I have one very basic question though. On my mill I can completely undo the drawbar and the tool will remain wedged in the spindle. You have to give the drawbar a good rap to knock the tool out.

I assumed that power drawbars had a vertical limit which would effectively do the same thing. e.g. after a few CCW turns, the power drawbar stops moving up / draw bar can't move up any further, thus the unscrewing motion ends up pushing the R8 adapter down and out of the spindle.

The design featured in the video above has no such limit; it can lift right off the linear guides. I thought about the fact that holding the handle down might provide this resistance but it doesn't look like the operator is holding the lever tightly at all. What am I missing?
 
You may be missing the fact that the impact wrench is pulsating. I'm pretty sure the vibration is what loosens the collet.
 
You may be missing the fact that the impact wrench is pulsating. I'm pretty sure the vibration is what loosens the collet.

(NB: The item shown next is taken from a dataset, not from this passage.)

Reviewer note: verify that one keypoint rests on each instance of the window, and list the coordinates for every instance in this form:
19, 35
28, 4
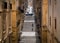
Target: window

Thanks for the suggestion! I gave it a quick test using a M18 impact (fairly powerful) both with and without some downward pressure: R8 shank remained firmly seated in the spindle. This was with a large jacobs chuck in the spindle.

So I started wondering about torque. It looks like I'm torqueing the DB to about 25-30ft-lbs when I use the combo wrench. The impact will not dislodge this. If I tighten the DB to 20ft-lbs or less: then the impact pulses do cause the tool to drop. So maybe that's my problem. But I couldn't readily find a agreed upon spec. Saw some folks quote the typical torque for the fastener size (7/16 IIRC) which is around 50ft-lbs. Others say just snug (which I guess would mean about 10ft-lbs?). Saw a bunch of folks say about 25ft-lbs.

So suppose this has to be part of the my question: what is the proper torque? I realize that there may be considerations if we're talking about a shank tooling vs. collet w/ 1/8" EM vs. collet with a 1"+ EM. I know that at the end of the day: shank and tool should not spin. And I know the locating pin is not an anti-spin device. :)

What do you guys use? Less than 25 seems a bit light to me.